Genetic factors contributing to hematologic conditions or to inter-individual variation in hematologic or immune response parameters may influence host susceptibility to COVID-19 outcomes [20]. Baseline blood cell measurements are influenced by genetics, as well as by long-term environmental, medical, sociodemographic and lifestyle/behavioral factors [21, 22]. Compared to observational studies that assess measured blood cell traits either pre-infection or during acute illness, studies that leverage genetic variants which have been constant for a given individual since birth may be useful in assessing shared genetic architecture and disentangling putative causal relationships between blood cell traits and COVID-19. Therefore, we conducted genetic correlation and two-sample Mendelian randomization (MR) analyses of blood cell phenotypes with SARS-CoV-2 infection and COVID-19 severity using summary statistics from the COVID-19 Host Genetics Initiative (HGI) together with a published genome-wide association study (GWAS) of hematologic traits [23]. Further, we evaluated individual coincident loci from these two analyses. These analyses allowed us to investigate whether genetically determined blood cell traits measured prior to disease initiation are related to COVID-19 susceptibility.
Methods
We examined the relationship between measured blood cell indices and COVID-19 traits in two biobank cohorts. Next, we assessed coincidence between GWAS loci associated with SARS-CoV-2 infection or COVID-19 severity and loci identified for blood cell traits. Finally, in order to examine the shared genetic architecture of COVID-19 and hematological traits, we performed a genetic correlation analysis with LD Score Regression [24] and a MR analysis with the Inverse Variant Weighted estimator [25], with MR-Egger [26] and the weighted median estimator also performed as sensitivity analyses. We analyzed publicly available summary statistics for three COVID-19 phenotypes from the HGI: COVID-19 severity as measured by severe respiratory infection (phenotype A2), COVID-19 severity as measured by hospitalization (phenotype B2), and SARS-CoV-2 infection (phenotype C2) [27]. For hematological traits, we utilized summary statistics from the largest GWAS to date of 408,112 European ancestry participants in UKB [23]. We note that all genomic positions throughout this manuscript are from build 37, and all LD calculations are from TOP-LD, [28] unless otherwise noted.
Data
UK Biobank (UKB) Samples from Measured Blood Trait Analyses
UKB (http://www.ukbiobank.ac.uk/resources/) recruited 500,000 people aged between 40–69 years in 2006–2010, establishing a prospective biobank study to understand risk factors for common diseases such as cancer, heart disease, stroke, diabetes, and dementia. Hematological traits were assayed as previously described [21]. Genotyping on custom Axiom arrays and subsequent quality control has been previously described [29]. Samples were also excluded based on factors likely to cause major perturbations in hematological indices: positive pregnancy status, certain drug treatments, cancer self-report, International Classifiers of Disease (ICD9 and ICD10) disease codes, and surgical procedures (Supplementary Table 6). Individuals who withdrew consent were also excluded and only samples with complete data for covariates and phenotypes were included (n= 423,358).

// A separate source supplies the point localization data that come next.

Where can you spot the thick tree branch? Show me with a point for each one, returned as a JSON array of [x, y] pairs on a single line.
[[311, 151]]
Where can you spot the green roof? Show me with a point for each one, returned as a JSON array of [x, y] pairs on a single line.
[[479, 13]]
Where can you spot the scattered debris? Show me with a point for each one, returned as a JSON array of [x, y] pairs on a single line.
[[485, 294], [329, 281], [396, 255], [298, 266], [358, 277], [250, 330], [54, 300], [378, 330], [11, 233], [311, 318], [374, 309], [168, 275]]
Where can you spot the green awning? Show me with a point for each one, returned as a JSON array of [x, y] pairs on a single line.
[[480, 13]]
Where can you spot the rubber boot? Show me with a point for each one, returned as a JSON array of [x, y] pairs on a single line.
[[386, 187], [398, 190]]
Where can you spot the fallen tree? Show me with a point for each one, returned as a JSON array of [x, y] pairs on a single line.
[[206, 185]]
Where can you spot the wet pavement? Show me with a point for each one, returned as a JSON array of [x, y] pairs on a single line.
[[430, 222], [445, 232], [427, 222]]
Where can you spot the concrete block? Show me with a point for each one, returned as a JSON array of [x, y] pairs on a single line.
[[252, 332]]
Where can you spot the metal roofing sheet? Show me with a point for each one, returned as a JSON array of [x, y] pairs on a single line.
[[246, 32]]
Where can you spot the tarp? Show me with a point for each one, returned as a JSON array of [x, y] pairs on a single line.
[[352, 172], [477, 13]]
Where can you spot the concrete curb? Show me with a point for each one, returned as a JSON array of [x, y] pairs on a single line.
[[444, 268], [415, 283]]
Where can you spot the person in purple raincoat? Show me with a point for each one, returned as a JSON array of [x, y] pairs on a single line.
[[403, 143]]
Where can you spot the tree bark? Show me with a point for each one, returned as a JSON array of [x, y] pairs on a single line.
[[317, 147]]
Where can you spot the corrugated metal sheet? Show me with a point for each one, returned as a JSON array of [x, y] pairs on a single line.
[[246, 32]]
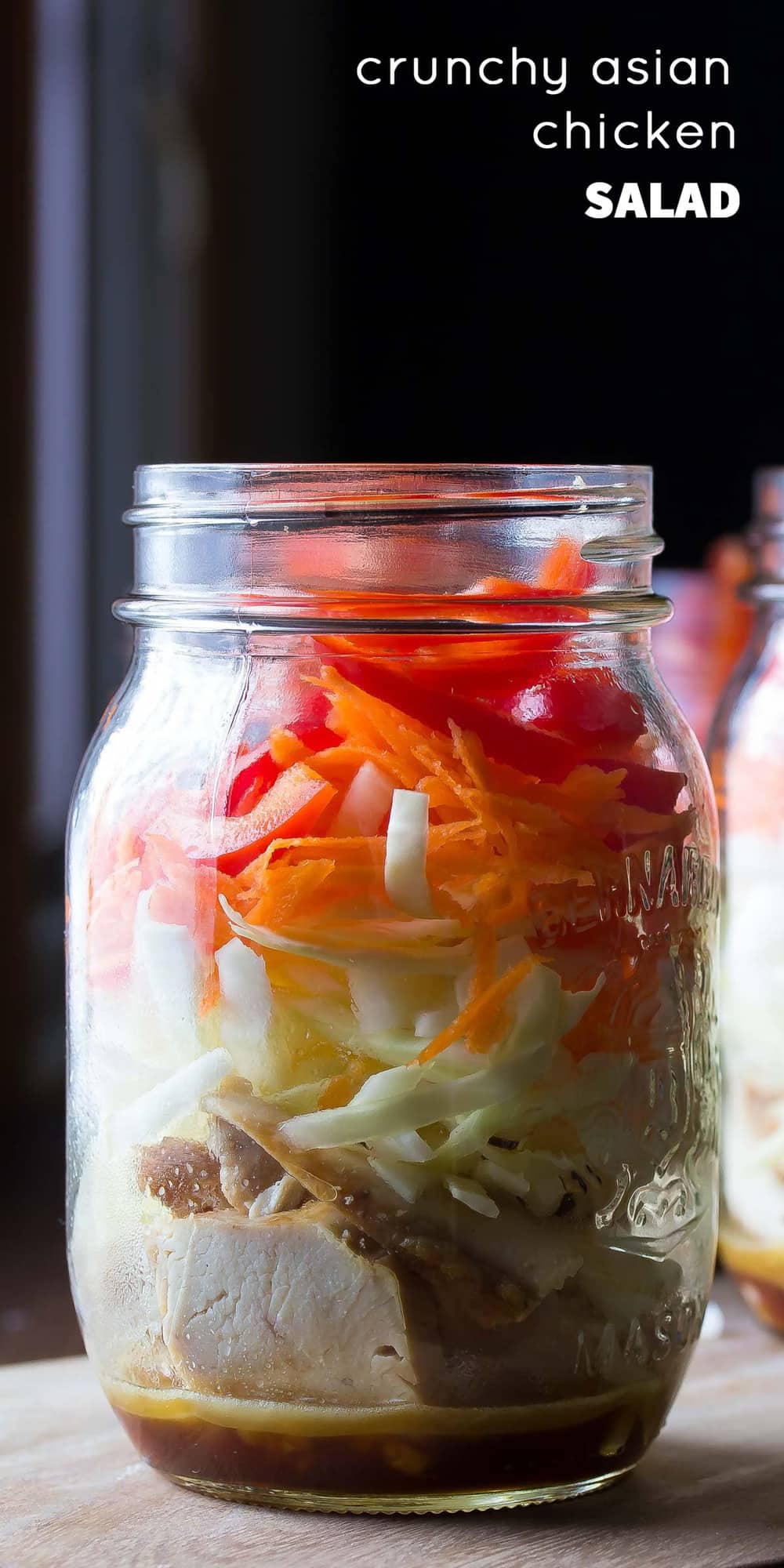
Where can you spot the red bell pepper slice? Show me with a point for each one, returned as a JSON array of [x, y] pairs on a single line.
[[258, 771], [587, 708], [504, 739], [289, 810]]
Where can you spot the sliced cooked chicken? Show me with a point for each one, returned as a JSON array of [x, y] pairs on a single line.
[[281, 1308], [503, 1266]]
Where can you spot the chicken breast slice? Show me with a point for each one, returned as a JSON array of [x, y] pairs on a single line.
[[281, 1308], [247, 1171], [503, 1268]]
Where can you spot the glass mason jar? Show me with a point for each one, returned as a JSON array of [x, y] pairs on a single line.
[[747, 760], [393, 879]]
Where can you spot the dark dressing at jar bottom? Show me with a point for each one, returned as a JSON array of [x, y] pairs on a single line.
[[408, 1470]]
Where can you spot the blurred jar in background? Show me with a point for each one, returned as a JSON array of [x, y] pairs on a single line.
[[702, 645], [747, 757]]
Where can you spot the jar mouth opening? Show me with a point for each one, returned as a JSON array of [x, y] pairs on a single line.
[[308, 492]]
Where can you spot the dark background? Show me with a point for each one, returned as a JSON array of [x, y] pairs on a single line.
[[227, 249]]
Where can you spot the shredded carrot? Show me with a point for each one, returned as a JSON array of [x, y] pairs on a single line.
[[344, 1086], [485, 946], [288, 749], [482, 1011]]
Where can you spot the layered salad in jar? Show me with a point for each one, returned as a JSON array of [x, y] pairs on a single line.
[[393, 1076]]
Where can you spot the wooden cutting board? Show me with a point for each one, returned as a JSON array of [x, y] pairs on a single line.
[[711, 1494]]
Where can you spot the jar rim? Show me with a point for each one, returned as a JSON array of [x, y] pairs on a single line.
[[308, 492]]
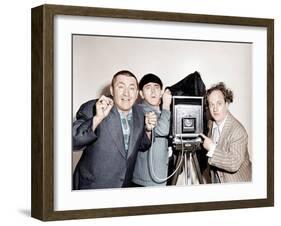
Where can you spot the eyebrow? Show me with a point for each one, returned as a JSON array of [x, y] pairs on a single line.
[[122, 83]]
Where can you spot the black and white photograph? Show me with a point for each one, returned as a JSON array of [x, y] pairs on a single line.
[[149, 112]]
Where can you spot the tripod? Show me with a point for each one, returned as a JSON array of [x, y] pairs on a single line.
[[186, 160]]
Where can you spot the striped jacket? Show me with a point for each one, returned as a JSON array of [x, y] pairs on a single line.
[[231, 157]]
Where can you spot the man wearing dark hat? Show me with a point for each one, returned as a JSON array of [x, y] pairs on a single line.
[[151, 167]]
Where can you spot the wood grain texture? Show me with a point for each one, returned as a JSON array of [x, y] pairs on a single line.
[[42, 203]]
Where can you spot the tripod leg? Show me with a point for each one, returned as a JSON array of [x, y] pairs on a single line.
[[176, 175], [197, 167]]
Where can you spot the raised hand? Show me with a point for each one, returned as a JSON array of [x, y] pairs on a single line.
[[150, 121], [103, 107], [166, 99]]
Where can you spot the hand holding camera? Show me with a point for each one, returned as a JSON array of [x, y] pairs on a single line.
[[166, 99], [150, 121], [208, 142]]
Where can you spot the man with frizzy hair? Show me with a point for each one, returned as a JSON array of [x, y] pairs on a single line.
[[112, 131], [227, 140]]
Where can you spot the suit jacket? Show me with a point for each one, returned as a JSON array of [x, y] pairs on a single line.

Vanderbilt University Medical Center (VUMC) Clinical Cohort Participants
VUMC is a major comprehensive and tertiary care center in Nashville, Tennessee. The SD, a de-identified copy of the electronic health record (EHR), contains longitudinal clinical information for over 3.3 million individuals [30]. The database incorporates information from multiple sources, including diagnostic and procedure codes (ICD and Current Procedural Terminology [CPT], respectively), demographics (age and EHR-reported race, ethnicity, and gender), text from clinical care notes (i.e. discharge summaries, nursing/progress notes, family history, and problem lists), medications, and laboratory values. The QualityLab pipeline was used to extract and clean laboratory values for over 275 million observations across 1.5 million patients as previously described [31].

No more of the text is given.